Today’s psalm is a beautiful song of thanksgiving for God’s bounty to us and a celebration of God’s power. “You silence the roaring of the seas, the roaring of the waves, the tumult of the peoples,” the psalmist says. The results of God’s power are, for us, abundance, celebrated in this beautiful image:
The hills gird themselves with joy,
The meadows clothe themselves with flocks,
The valleys deck themselves with grain,
They shout and sing together for you.”
How well this captures the rebirth of spring that is beginning all around us!
The theme of God’s power continues with the story of Joseph’s phenomenal success in Egypt. Because of his prudence, when famine struck, “all the world came to Joseph in Egypt to buy grain.” Joseph sees himself channeling God’s power to preserve his people.
We see Christ’s power in the reading from Mark, as Christ casts out demons. Though the demons recognize him as the Son of God, he cautions them not to reveal the fact. We see him pass this same power over demons to the twelve he calls to be his apostles.

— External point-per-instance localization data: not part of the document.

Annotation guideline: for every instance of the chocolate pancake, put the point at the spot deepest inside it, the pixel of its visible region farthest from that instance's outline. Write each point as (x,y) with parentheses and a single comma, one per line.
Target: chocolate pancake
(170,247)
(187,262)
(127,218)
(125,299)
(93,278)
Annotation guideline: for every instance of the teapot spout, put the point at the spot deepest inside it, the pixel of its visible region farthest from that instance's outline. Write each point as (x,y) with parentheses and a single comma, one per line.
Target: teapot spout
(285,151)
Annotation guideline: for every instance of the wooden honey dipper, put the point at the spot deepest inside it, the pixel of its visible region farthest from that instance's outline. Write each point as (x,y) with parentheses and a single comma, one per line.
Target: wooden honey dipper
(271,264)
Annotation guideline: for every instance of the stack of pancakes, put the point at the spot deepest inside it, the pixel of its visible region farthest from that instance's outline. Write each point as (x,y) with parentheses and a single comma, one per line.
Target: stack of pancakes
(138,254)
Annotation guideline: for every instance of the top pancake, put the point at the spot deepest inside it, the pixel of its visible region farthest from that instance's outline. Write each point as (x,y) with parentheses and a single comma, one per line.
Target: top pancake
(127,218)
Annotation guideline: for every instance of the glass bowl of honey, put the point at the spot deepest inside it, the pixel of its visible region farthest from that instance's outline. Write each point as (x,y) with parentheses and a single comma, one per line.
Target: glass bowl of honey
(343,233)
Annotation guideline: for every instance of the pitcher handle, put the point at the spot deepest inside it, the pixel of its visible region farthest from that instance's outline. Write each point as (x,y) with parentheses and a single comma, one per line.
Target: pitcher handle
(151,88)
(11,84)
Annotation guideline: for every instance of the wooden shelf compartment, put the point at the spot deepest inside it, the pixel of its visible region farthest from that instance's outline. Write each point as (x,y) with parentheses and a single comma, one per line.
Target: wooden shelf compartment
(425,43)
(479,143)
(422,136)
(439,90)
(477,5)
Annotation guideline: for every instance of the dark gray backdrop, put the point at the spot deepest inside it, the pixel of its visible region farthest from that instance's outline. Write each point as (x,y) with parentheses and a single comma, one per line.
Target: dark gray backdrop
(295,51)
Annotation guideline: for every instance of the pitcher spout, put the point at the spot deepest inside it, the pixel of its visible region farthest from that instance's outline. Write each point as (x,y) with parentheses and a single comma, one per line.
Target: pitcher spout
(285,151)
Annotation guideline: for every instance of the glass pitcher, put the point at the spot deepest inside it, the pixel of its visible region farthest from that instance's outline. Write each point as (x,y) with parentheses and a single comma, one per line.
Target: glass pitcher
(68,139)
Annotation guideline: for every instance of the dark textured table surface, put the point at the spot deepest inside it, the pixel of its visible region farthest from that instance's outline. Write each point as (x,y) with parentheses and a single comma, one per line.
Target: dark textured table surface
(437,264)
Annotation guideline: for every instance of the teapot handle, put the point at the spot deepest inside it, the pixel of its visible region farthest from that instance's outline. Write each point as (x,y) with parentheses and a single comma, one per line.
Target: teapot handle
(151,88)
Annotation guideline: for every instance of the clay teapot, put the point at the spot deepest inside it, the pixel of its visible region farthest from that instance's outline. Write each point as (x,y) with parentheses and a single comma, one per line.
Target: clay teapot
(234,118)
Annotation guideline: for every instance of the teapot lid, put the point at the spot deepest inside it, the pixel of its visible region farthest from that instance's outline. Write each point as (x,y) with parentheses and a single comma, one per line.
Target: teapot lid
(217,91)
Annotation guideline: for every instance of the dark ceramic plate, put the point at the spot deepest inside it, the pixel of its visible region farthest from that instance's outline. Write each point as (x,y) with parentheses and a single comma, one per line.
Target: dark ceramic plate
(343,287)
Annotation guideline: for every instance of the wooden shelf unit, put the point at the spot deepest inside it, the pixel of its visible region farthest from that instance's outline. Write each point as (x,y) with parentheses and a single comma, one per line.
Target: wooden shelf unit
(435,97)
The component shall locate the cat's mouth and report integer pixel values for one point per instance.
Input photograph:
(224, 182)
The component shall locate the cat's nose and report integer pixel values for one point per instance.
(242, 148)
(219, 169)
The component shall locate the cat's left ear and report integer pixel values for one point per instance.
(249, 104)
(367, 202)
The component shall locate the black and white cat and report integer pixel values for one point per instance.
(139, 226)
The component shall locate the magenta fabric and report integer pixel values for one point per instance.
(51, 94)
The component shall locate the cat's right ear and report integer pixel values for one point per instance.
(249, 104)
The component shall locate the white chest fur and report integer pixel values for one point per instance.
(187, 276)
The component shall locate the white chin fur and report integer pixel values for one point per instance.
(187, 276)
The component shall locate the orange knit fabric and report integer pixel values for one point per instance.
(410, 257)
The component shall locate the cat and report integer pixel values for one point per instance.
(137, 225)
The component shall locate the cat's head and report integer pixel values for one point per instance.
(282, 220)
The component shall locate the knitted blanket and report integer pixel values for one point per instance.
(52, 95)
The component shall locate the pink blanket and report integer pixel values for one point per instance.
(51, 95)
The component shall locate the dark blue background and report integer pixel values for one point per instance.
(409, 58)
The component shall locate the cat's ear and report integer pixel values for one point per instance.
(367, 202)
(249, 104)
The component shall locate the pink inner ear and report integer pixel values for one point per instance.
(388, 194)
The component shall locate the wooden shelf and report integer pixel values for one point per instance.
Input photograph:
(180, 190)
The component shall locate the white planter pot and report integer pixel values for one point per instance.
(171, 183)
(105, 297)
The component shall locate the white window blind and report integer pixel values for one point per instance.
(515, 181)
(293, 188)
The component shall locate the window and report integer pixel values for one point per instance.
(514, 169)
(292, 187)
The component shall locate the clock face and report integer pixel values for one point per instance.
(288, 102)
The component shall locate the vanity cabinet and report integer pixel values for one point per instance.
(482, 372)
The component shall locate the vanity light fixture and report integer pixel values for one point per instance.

Paul, in the passage from his first letter to the Corinthians, takes a different view of God’s power. The true apostles, he says, are not powerful, but weak. “We have become like the rubbish of the world.” Yet he admonishes the believers in Corinth to imitate him—become servants of Christ, returning good for evil. You have gotten it all wrong, he says. You’ve been acting like kings instead of servants. So what happened to God’s power? Paul says, “The kingdom of God depends not on talk but on power.” Real power, the power of God that resulted in the birth of Christianity, doesn’t arise from arrogance and “talk,” but from the humble works of Christ’s servants, spreading the truth of the Resurrection. The rebirth of spring reminds us again of this power, the new life we have in Christ’s rising from the dead.